Legislation Improves Productivity

In short, service isn’t servitude. Service is the ability for us to determine how best we can deal with customer needs, develop a system to meet those needs, and then legislate that the customer use the system. And sometimes that is not what the customer wants.

 

Should customers insist on being outside our system, we should train them. If they refuse to be trained, we need to recognize the long term cost to us in providing what a minority wants and deal with what the majority needs. Yes, that means firing customers if necessary.

 

A leader leads. They do this partly by legislating standards without being rude, crude, or unattractive. The leader formulates a series of realistic expectations that they hold themselves up to as well as other members of the team. This includes the hours when people work, what they do when they work, skills they must possess and when they take vacation.
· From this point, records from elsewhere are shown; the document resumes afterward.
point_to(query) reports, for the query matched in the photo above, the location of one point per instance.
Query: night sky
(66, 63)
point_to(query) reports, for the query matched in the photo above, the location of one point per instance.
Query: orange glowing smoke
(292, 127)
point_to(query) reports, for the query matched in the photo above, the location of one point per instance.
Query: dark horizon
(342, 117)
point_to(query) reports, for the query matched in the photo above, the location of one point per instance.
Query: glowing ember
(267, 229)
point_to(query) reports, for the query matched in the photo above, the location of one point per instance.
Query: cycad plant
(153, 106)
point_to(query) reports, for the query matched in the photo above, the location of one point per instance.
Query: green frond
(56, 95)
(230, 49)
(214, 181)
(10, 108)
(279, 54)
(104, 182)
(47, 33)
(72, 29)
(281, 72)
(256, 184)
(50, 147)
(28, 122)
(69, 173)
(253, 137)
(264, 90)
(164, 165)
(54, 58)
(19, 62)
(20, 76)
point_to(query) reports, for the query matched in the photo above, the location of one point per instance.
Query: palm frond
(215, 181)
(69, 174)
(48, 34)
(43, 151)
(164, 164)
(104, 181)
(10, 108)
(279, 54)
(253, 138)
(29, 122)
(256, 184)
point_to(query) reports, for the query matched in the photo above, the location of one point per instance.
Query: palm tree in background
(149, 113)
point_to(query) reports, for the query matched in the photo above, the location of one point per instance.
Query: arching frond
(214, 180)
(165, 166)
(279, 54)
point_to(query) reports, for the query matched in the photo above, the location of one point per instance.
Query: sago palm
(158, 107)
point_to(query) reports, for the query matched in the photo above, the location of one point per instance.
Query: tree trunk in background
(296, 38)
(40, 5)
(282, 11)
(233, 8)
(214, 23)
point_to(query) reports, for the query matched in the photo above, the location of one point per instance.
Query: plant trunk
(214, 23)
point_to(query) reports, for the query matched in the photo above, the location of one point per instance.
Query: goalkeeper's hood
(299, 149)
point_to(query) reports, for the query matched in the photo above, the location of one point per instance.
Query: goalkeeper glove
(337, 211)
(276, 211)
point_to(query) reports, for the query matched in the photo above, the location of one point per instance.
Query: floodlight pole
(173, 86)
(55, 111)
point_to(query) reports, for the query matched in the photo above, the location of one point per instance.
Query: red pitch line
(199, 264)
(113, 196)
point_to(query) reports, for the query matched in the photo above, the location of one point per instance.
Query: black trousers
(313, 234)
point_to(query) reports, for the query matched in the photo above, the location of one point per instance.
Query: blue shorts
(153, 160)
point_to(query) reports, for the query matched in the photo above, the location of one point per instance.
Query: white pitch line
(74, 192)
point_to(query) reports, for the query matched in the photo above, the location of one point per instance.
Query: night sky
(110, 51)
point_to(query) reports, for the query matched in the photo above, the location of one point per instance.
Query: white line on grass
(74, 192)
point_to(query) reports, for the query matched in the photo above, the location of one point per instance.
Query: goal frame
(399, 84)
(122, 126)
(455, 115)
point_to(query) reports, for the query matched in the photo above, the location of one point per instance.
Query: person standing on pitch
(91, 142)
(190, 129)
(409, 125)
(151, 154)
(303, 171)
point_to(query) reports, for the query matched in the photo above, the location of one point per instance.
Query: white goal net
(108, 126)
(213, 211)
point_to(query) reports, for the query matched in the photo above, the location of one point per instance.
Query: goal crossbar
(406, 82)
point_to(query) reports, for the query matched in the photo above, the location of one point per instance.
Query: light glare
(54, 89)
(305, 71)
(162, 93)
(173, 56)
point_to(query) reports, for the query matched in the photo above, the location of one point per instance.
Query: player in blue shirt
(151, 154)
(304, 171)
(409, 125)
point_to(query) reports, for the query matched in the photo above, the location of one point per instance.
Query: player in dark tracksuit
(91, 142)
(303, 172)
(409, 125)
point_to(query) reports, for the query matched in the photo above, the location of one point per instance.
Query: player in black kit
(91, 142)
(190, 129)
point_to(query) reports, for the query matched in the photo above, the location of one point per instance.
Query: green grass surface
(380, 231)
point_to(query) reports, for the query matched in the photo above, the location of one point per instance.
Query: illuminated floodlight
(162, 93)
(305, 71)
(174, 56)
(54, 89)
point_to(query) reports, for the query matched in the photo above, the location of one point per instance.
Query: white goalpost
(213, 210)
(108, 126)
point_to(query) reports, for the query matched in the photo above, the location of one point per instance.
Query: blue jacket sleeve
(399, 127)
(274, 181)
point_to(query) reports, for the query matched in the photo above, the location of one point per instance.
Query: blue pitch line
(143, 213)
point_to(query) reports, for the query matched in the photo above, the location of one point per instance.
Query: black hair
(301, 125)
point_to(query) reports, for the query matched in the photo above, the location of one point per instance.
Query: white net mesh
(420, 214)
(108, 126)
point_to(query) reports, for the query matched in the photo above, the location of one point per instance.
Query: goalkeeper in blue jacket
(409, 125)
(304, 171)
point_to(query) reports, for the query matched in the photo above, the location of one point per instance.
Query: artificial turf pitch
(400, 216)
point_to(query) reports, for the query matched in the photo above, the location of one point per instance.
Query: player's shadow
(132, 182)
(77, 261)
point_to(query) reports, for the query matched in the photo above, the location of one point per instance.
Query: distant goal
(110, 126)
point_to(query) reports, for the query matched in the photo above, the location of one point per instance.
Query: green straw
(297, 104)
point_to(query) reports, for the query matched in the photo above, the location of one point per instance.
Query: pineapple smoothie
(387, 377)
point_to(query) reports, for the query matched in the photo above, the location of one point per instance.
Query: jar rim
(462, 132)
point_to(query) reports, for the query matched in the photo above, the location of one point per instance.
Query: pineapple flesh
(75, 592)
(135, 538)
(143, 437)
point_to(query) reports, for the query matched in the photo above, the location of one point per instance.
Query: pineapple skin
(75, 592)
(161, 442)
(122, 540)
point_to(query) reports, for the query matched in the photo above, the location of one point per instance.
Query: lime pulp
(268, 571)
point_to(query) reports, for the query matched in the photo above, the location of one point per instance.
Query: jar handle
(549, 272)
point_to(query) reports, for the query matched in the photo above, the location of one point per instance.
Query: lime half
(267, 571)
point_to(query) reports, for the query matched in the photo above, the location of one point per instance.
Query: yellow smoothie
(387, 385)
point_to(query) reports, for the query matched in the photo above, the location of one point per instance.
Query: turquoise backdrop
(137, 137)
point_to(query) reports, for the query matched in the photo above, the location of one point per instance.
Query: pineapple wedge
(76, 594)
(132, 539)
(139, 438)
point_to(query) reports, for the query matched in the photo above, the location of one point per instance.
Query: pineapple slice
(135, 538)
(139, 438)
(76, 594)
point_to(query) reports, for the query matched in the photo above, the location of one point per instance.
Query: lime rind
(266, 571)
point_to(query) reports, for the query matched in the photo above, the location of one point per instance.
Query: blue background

They take the fear, uncertainty and doubt out of the workplace. They let workers know what is expected of them, what their job is, where they fit in, how they are doing, and how they are being paid as well as how to get ahead. The leader also legislates the customer’s behavior in using the system.

 

If the leader does not lead, then no one drives the business and whatever happens, happens. So lead by setting the pace and participating in the work of the work. Lead not as Mr. Happy, but not Mr. Grouch either. Be fair and legislate expectations of workers, customers, and vendors.